Druid NYC Meetup @ Tumblr (w/ Datacouncil.ai & AI / ML Streaming Data Platforms)
This is a collaboration event with:
datacouncil.ai NYC Meetup Group &
AI / ML Streaming Data Platforms NYC
*** Presentations ***
Talk 1: Personalized Related Blog Recommendation with User Feedback
Speaker/Bio: Zhisheng Li, Principal Tech Lead. Zhisheng Li is currently the leading the "Recommendations team" which is responsible for near real-time recommendations, offline Recommendation systems of Tumblr.
Tumblr, as a popular microblogging service platform, has hosted hundreds of millions of blogs nowadays. Similar to other social networking sites, one major behavior for Tumblr users is to follow interesting blogs, so they could directly browse the content from these followed blogs on their dashboards. Blog recommendation has been proven to be an effective way to help users follow blogs, which has contributed to 50% of our daily blog follows.

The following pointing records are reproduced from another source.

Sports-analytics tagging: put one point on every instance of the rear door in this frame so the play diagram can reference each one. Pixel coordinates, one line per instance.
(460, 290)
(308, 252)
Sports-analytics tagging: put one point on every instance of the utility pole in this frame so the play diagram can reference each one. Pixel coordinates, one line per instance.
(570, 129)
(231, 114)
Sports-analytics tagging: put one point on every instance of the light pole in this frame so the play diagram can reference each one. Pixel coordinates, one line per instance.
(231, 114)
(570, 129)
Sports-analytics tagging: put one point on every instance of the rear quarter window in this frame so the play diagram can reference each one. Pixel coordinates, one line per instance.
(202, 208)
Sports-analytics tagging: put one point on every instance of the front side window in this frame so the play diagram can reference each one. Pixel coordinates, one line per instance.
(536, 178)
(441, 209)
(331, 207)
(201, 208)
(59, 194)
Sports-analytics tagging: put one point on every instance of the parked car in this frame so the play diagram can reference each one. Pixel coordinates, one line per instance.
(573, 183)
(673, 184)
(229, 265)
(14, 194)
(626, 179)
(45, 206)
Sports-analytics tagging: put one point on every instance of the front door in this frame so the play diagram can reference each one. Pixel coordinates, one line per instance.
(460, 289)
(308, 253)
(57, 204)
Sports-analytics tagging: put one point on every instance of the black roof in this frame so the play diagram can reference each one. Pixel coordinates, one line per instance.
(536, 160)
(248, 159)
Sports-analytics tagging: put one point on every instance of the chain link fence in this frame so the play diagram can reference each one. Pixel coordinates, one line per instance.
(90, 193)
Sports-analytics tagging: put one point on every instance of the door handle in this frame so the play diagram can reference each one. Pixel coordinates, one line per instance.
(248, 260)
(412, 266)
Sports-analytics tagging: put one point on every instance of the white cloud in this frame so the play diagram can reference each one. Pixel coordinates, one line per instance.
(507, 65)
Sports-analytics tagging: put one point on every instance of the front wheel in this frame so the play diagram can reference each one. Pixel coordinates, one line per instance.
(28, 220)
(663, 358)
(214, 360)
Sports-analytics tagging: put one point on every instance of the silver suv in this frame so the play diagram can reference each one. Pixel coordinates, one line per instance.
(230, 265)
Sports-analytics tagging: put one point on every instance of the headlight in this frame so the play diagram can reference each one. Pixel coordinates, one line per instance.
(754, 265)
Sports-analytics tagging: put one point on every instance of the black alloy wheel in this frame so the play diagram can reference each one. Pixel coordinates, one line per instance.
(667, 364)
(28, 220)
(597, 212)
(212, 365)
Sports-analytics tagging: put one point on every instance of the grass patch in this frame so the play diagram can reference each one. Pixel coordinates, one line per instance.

Specifically, related blog recommendation is the best performer among all Tumblr recommendation techniques, which is to recommend the most relevant blogs immediately when a user follows a specific blog. However, the old related blog recommendation system was not personalized and couldn't provide the best user experience. In this work, we propose innovative approaches to leverage user feedback to adjust the rankings of related blogs, so as to improve the relevancy and freshness of related blogs for each particular user. The A/B test results show that such personalized related blog recommendation approach increased the related blog daily follow count and follow rate significantly. We launched the personalized related blog recommendation system into production. Up to date, it brings 2 million daily blog follows at a 17% blog follow rate.
Talk 2: Schema Management and Real-time Enrichment with Kafka
Speaker/Bio: Max McKittrick is a data engineer at Capital One, where he works on the company's enterprise clickstream application, applying DevOps best practices to real-time stream processing. Prior to joining Capital One, he completed his MS in information science at the University of Illinois, where he worked as an NLP researcher and consultant and was later selected as an Insight Data Engineering fellow in summer 2017. In his spare time, he enjoys analyzing data in R and playing modular synthesizers.

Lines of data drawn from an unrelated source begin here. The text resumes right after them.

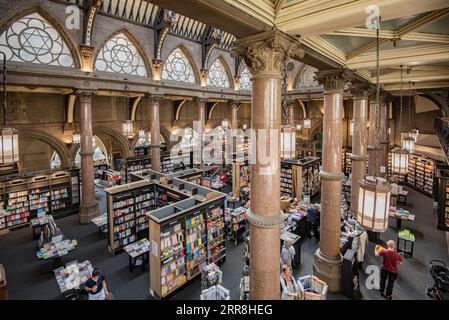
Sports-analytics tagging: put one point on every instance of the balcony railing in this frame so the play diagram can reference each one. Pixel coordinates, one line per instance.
(442, 129)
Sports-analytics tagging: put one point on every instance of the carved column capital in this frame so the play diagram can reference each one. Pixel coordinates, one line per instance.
(200, 100)
(265, 53)
(360, 91)
(85, 93)
(154, 98)
(334, 80)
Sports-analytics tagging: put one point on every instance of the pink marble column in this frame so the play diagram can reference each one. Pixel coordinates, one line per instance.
(234, 118)
(155, 132)
(328, 260)
(373, 160)
(88, 207)
(265, 55)
(359, 140)
(384, 141)
(291, 112)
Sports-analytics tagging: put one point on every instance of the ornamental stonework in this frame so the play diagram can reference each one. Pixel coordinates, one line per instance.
(265, 54)
(334, 80)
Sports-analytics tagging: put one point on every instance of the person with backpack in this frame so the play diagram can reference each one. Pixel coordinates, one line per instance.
(290, 289)
(96, 286)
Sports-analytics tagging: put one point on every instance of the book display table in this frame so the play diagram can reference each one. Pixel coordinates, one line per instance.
(101, 222)
(39, 223)
(72, 277)
(138, 254)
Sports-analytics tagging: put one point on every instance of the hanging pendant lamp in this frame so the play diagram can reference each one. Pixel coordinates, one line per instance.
(374, 192)
(9, 139)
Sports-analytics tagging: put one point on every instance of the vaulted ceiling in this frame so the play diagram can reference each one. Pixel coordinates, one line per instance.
(414, 33)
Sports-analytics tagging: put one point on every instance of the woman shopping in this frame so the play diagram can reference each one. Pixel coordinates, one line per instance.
(291, 290)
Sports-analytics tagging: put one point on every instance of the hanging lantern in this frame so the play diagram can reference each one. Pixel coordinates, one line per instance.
(399, 161)
(76, 138)
(408, 143)
(374, 204)
(414, 134)
(9, 146)
(307, 123)
(128, 128)
(288, 142)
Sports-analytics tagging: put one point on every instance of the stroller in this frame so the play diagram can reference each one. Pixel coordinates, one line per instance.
(440, 275)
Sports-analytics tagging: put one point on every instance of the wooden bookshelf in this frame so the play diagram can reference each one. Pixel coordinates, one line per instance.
(420, 174)
(24, 198)
(442, 196)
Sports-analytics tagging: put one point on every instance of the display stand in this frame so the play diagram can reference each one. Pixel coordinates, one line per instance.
(236, 223)
(72, 278)
(126, 208)
(185, 232)
(138, 254)
(3, 284)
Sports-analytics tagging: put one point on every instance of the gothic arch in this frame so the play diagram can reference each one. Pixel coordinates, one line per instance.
(226, 67)
(58, 145)
(134, 40)
(23, 11)
(123, 142)
(165, 133)
(190, 59)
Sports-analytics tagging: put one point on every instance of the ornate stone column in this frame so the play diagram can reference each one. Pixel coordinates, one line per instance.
(383, 134)
(327, 260)
(88, 207)
(291, 112)
(155, 132)
(265, 55)
(234, 112)
(359, 140)
(373, 160)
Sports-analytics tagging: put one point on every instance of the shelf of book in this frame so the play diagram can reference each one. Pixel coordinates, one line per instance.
(127, 206)
(25, 198)
(421, 173)
(182, 241)
(307, 173)
(442, 196)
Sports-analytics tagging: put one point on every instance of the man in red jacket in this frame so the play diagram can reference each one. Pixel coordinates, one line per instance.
(391, 260)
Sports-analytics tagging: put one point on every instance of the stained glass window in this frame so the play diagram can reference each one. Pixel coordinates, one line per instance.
(307, 78)
(33, 39)
(55, 161)
(217, 75)
(178, 68)
(245, 79)
(120, 55)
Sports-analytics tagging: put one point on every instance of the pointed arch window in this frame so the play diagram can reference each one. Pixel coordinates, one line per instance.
(217, 76)
(245, 79)
(32, 39)
(178, 68)
(55, 161)
(120, 55)
(307, 78)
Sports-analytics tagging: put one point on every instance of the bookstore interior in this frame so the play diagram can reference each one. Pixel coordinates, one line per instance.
(251, 150)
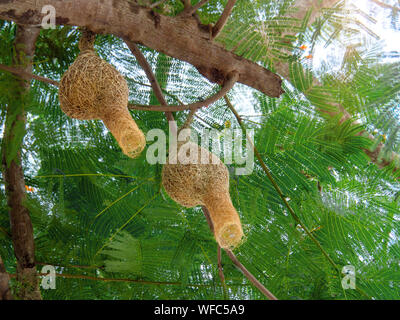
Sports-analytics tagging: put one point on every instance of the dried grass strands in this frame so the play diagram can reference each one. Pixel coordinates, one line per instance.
(191, 183)
(93, 89)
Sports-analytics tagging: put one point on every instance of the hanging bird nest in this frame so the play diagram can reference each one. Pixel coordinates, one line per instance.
(192, 182)
(93, 89)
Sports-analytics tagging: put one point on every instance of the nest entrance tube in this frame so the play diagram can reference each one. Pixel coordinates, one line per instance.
(93, 89)
(194, 183)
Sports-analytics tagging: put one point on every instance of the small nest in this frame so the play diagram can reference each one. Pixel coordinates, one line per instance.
(194, 183)
(93, 89)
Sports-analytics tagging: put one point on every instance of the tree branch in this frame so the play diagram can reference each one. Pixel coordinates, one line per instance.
(153, 81)
(280, 193)
(180, 37)
(220, 270)
(27, 75)
(386, 6)
(189, 10)
(231, 80)
(21, 225)
(5, 290)
(237, 263)
(223, 19)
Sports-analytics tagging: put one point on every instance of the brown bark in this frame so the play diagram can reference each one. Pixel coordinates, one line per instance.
(21, 225)
(5, 290)
(179, 37)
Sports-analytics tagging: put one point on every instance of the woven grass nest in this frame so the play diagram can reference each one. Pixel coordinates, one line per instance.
(193, 183)
(93, 89)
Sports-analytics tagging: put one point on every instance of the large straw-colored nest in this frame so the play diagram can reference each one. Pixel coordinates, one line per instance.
(194, 182)
(93, 89)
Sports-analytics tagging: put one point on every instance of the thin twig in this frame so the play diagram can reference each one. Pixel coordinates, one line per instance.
(231, 80)
(221, 271)
(69, 265)
(153, 81)
(279, 191)
(27, 75)
(386, 6)
(242, 268)
(156, 4)
(189, 119)
(223, 19)
(5, 290)
(190, 10)
(84, 277)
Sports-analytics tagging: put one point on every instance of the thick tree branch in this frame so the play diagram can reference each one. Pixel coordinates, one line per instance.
(21, 225)
(283, 69)
(223, 19)
(5, 290)
(180, 37)
(231, 80)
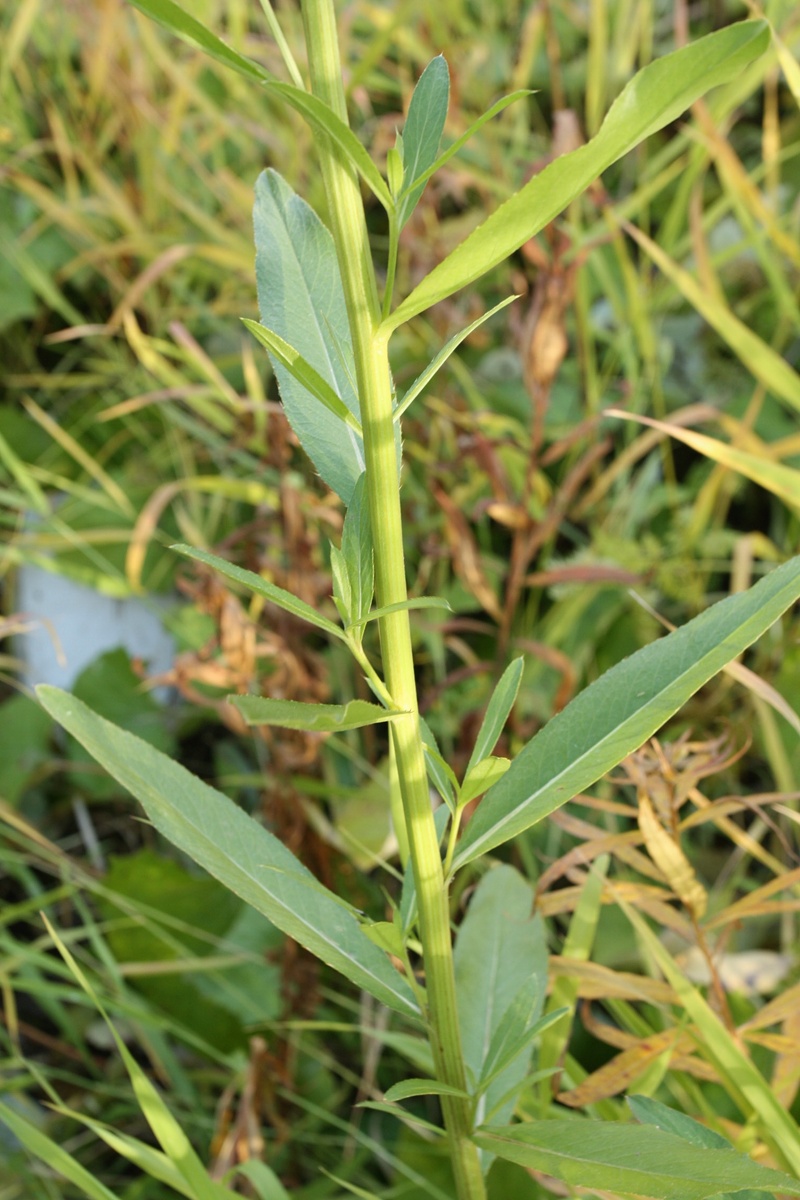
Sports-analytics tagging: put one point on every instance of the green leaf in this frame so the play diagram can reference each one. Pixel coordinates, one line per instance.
(459, 143)
(235, 850)
(302, 372)
(739, 1075)
(320, 118)
(54, 1156)
(655, 96)
(422, 131)
(497, 714)
(621, 709)
(481, 777)
(260, 587)
(179, 22)
(426, 376)
(410, 1087)
(404, 606)
(293, 714)
(356, 550)
(629, 1158)
(500, 949)
(300, 297)
(324, 120)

At Capital One, the Enterprise Customer Intelligence team engineers maintain a clickstream application that serves the entire company. Kafka is an important part of this application, and messages must be enriched prior to being consumed by other internal teams. In this talk, I will discuss the challenges and lessons learned in developing real-time enrichments.
Talk 3: Inside Apache Druid: Designed for Performance
Speaker/Bio: Gian Merlino, co-founder of Imply, a San Francisco based technology company, and a committer on Apache Druid. Previously, Gian led the data ingestion team at Metamarkets (now a part of Snapchat) and held senior engineering positions at Yahoo. He holds a BS in Computer Science from Caltech.
A technical talk - Apache Druid is a modern analytical database that implements a memory-mappable storage format, indexes, compression, late tuple materialization, and a query engine that can operate directly on compressed data. There is a patch out to add vectorized processing as well, which we can expect to see show up in a future release. This talk goes into detail on how Druid's query processing layer works and how each component contributes to achieving top performance for analytical queries.